CaSE Executive Director Dr Sarah Main on CaSE’s efforts to protect funding for PhD training in Northern Ireland.

Over the last two months, universities in Northern Ireland have been grappling with the prospect of a £12m cut to higher education budgets, to be met by withdrawing funding from PhD training over the next three years. This was first mooted in the Northern Ireland Budgetary Outlook 2018-20, as part of efforts to make wider cut backs in uncertain times. The Royal Irish Academy published a response in which it said it ‘notes with alarm the suggestion… that the continued funding of research studentships may be under threat’.

This proposal had a particular impact on science, technology, engineering and mathematics (STEM) because these subjects are given priority in the allocation of PhD studentships in Northern Ireland. Therefore, CaSE has been monitoring the situation closely and I have been in touch with the two universities in Northern Ireland throughout.

Thankfully, the Northern Ireland Budget 2018-19, announced on 8th March, indicates that plans for the proposed cut have been revised, instead implementing a ‘flat cash’ budget for higher education. This still presents challenges for the universities of Northern Ireland – and there may yet be an impact on PhD funding.

Last week I wrote to the Permanent Secretary of the Department for the Economy, to make a case for a robust PhD funding system to support a sustainable and resilient environment for research and innovation in Northern Ireland, and to inform preparations for the 2019-20 budget and beyond.
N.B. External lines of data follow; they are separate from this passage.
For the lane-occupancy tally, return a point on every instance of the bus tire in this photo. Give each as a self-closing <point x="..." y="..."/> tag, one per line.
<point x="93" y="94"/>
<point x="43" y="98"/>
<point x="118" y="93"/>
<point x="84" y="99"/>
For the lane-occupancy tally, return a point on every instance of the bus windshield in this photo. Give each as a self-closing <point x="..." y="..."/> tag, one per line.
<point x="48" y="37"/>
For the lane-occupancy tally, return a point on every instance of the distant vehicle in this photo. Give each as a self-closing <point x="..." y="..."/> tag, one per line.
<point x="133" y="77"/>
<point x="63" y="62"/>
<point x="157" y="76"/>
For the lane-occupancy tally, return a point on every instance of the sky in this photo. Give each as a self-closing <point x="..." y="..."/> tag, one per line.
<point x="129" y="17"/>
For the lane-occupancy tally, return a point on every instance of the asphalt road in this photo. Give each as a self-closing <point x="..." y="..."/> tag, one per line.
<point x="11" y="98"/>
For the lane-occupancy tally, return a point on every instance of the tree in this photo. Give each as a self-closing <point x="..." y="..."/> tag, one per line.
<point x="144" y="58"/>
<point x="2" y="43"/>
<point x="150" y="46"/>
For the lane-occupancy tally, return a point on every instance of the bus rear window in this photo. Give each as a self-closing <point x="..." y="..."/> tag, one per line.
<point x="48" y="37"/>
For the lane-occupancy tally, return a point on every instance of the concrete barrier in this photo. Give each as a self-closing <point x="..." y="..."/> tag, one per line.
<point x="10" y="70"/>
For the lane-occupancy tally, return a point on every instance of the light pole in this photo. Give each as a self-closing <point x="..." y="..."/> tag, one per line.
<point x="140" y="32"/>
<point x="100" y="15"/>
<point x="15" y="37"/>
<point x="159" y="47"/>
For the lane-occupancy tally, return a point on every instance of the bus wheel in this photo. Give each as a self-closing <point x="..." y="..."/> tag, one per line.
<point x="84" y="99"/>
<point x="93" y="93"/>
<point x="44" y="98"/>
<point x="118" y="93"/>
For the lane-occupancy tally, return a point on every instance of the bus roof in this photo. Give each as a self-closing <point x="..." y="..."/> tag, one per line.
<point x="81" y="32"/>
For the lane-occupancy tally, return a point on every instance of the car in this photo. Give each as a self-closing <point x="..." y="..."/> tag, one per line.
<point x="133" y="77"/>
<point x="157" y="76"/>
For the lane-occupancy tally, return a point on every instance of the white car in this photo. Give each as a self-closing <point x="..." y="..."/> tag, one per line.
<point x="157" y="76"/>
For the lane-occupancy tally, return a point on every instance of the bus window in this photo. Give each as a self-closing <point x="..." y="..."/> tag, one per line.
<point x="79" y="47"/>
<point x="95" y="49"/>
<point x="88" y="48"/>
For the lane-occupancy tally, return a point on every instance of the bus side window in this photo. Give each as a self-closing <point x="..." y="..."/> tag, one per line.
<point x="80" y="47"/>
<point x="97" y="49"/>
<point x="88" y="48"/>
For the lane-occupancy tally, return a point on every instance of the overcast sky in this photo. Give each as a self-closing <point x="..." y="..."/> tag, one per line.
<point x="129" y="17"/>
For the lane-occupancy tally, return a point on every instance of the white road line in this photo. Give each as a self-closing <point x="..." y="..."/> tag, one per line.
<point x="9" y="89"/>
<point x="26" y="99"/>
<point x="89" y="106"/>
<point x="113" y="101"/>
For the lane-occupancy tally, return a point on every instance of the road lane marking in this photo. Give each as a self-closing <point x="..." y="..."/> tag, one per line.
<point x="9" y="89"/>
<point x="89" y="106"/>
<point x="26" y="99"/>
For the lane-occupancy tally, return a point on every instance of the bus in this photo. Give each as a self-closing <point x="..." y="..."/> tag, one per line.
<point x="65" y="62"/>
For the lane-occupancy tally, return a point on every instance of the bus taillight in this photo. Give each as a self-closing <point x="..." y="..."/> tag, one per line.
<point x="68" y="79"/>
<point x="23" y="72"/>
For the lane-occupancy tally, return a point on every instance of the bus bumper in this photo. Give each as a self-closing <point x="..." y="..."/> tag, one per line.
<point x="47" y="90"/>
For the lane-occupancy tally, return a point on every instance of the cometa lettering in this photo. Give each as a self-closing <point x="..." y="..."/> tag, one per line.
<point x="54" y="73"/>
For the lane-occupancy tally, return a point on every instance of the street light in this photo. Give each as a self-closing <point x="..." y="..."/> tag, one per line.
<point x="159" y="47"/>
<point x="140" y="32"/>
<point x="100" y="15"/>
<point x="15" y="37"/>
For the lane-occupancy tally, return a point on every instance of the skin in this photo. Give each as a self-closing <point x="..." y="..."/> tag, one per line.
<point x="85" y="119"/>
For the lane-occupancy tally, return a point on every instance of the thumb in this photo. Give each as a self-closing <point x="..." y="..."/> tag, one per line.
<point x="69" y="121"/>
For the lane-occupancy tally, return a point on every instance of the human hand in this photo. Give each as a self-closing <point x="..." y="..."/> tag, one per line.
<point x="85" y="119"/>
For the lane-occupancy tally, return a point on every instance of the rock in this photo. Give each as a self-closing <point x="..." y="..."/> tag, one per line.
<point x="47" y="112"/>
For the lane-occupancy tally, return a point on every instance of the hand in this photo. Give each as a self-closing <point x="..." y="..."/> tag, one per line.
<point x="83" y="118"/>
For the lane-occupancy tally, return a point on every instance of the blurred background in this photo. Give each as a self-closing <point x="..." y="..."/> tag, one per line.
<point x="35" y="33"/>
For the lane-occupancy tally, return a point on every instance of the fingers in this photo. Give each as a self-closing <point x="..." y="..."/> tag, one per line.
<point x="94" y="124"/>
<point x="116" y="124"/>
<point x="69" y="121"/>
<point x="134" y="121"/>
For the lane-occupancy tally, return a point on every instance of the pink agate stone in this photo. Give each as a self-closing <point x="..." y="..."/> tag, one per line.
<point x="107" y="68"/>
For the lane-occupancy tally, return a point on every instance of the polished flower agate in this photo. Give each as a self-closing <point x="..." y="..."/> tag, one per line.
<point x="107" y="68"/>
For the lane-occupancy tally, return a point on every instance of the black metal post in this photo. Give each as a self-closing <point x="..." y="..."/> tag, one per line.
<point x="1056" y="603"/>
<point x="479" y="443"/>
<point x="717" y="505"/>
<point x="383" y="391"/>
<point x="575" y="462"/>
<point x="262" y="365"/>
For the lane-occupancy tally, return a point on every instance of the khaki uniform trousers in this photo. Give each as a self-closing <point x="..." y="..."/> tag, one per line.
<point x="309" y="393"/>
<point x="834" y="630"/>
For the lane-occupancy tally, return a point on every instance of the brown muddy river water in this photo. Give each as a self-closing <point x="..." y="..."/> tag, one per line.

You can read excerpts of the case I made below.

I have learnt a lot through my conversations with colleagues in Northern Ireland and have a greater understanding of the outstanding impact of the universities’ research in Northern Ireland and across the UK.

There is a mixed economy of funding of for PhDs in Northern Ireland: directly from the Northern Ireland budget, from Research Council Doctoral Training Partnerships and from UK-wide funding competitions. As is often the case, the funds universities receive directly from the administration are used effectively to secure partnerships, business collaborations, and to leverage further external funds, by as much as 2.5-fold.

This approach of ingeniously squeezing as much value out of funds as possible is typical of universities throughout the UK. It is a good demonstration of how a single line in a budget belies the web of financial leverage, economic gain, societal benefit, reputation and competitiveness it delivers – and that the real impact of a cut in PhD funding is much greater than the sum saved from the budget line.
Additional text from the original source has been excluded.